Extract text from PDF files using PDF.js and JavaScript
This article was first published in May 2023 and was updated in October 2024.
In this post, you’ll learn how to extract text from PDF documents using JavaScript. It’ll cover open source solutions for extracting text, as well as how to extract text with Nutrient’s JavaScript PDF library. By the end, you’ll have a complete client-side JavaScript-based solution for extracting text from PDF documents.
It’s important to note that there are two different types of text extraction:
-
Extracting text that’s already selectable in a PDF viewer. PDFs are usually made up of text authored in a Word processing program.
-
Extracting text from an image-based PDF document. PDFs are typically made up of images from documents that are scanned.
This post will focus on extracting text that’s already selectable.
Requirements
PDF.js will be the only dependency in this project, and it’ll provide you with all the necessary tools to load a PDF and extract the text from within it.
You can either download the library or you can use this content delivery network (CDN) link:
<script type="module"> import * as pdfjsLib from 'https://mozilla.github.io/pdf.js/build/pdf.mjs'; </script>
PDF.js makes use of web workers to do PDF processing. This helps ensure the main thread doesn’t get blocked. You also need to load the web worker code, which can be done by assigning the worker URL to pdfjsLib.GlobalWorkerOptions.workerSrc
:
pdfjsLib.GlobalWorkerOptions.workerSrc =
'https://mozilla.github.io/pdf.mjs/build/pdf.worker.mjs';
Move the code into an index.html
HTML file and add the appropriate HTML tags. You’ll end up with something like this:
<!DOCTYPE html> <html> <head></head> <body> <!-- Load the pdf.js library as a module --> <script type="module"> import * as pdfjsLib from 'https://mozilla.github.io/pdf.js/build/pdf.mjs'; pdfjsLib.GlobalWorkerOptions.workerSrc = 'https://mozilla.github.io/pdf.js/build/pdf.worker.mjs'; </script> </body> </html>
Loading the PDF file
Now that you have the main imports set up, you can continue writing code for loading a PDF file. Create a new function called extractText
that will load the PDF and return the extracted text from within it:
function extractText(pdfUrl) { var pdf = pdfjsLib.getDocument(pdfUrl); return pdf.promise.then(function (pdf) { var maxPages = pdf.numPages; console.log(maxPages); }); } // Example PDF file. const url = 'https://raw.githubusercontent.com/mozilla/pdf.js/ba2edeae/web/compressed.tracemonkey-pldi-09.pdf'; extractText(url).then( function (text) { console.log('parse ' + text); }, function (reason) { console.error(reason); }, );
PDF.js relies heavily on promises, and you can see the first example of that in the extractText
function. So far, it does nothing more than printing the total page count of the PDF file. The PDF file you’re using is a research paper with a decent amount of text, and it’s provided for free by Mozilla.

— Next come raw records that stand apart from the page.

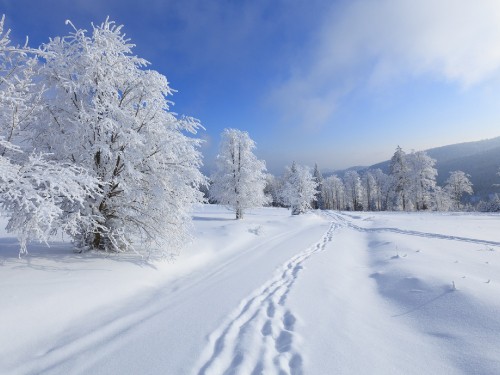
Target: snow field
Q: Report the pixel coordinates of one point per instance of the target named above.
(320, 293)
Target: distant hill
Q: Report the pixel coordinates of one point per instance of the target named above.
(481, 160)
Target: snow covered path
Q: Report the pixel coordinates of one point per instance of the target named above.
(258, 336)
(384, 293)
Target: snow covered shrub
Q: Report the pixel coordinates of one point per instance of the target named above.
(240, 178)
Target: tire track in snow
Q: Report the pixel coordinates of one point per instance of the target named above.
(259, 337)
(346, 223)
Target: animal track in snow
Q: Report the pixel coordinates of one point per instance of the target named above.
(259, 337)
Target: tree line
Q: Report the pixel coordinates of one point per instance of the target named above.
(241, 181)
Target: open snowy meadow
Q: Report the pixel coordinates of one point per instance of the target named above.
(321, 293)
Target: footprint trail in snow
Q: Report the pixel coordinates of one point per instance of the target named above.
(259, 336)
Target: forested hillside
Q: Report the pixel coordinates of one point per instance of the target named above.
(481, 160)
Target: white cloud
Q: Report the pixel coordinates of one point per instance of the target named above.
(372, 42)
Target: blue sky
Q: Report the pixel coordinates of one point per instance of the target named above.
(340, 83)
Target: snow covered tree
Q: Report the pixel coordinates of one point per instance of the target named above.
(240, 178)
(422, 179)
(457, 185)
(382, 189)
(299, 188)
(400, 172)
(273, 189)
(353, 191)
(38, 196)
(105, 112)
(334, 193)
(318, 177)
(369, 190)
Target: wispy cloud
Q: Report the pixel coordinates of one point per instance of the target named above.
(366, 43)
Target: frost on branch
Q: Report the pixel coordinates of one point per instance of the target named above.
(240, 178)
(299, 188)
(108, 114)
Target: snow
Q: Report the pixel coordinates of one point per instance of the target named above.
(320, 293)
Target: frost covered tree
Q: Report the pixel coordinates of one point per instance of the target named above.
(400, 172)
(107, 113)
(422, 179)
(273, 189)
(368, 183)
(382, 189)
(457, 185)
(299, 188)
(353, 191)
(318, 177)
(38, 196)
(240, 178)
(333, 193)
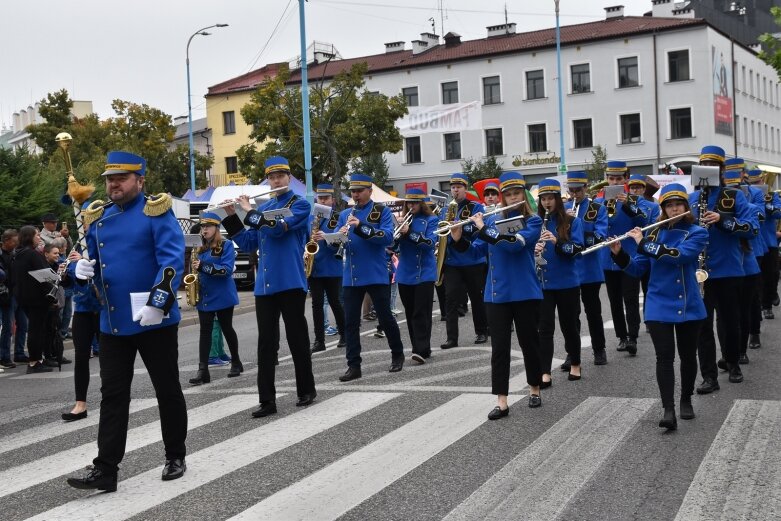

Extracting text from a PDF file using JavaScript
Now, update the extractText
function to do the actual text extraction. You’ll be primarily relying on the getTextContent
method to do the heavy lifting:
function extractText(pdfUrl) { var pdf = pdfjsLib.getDocument(pdfUrl); return pdf.promise.then(function (pdf) { var totalPageCount = pdf.numPages; var countPromises = []; for ( var currentPage = 1; currentPage <= totalPageCount; currentPage++ ) { var page = pdf.getPage(currentPage); countPromises.push( page.then(function (page) { var textContent = page.getTextContent(); return textContent.then(function (text) { return text.items .map(function (s) { return s.str; }) .join(''); }); }), ); } return Promise.all(countPromises).then(function (texts) { return texts.join(''); }); }); }
The code is asking PDF.js to return each page one by one, and then it’s using the getTextContent
method to extract text from the page. getTextContent
returns a promise and adds the promise to the countPromises
array. It does this to make sure all the promises have returned before returning from the extractText
function.
The getTextContent
promise eventually resolves to an object containing an items
array, with each element in the array containing an str
attribute. The image below from developer tools illustrates it better.
The code ensures that when the getTextContent
promise returns, it merges all the str
attributes in a single string. This way, all the text from a page is one really long string.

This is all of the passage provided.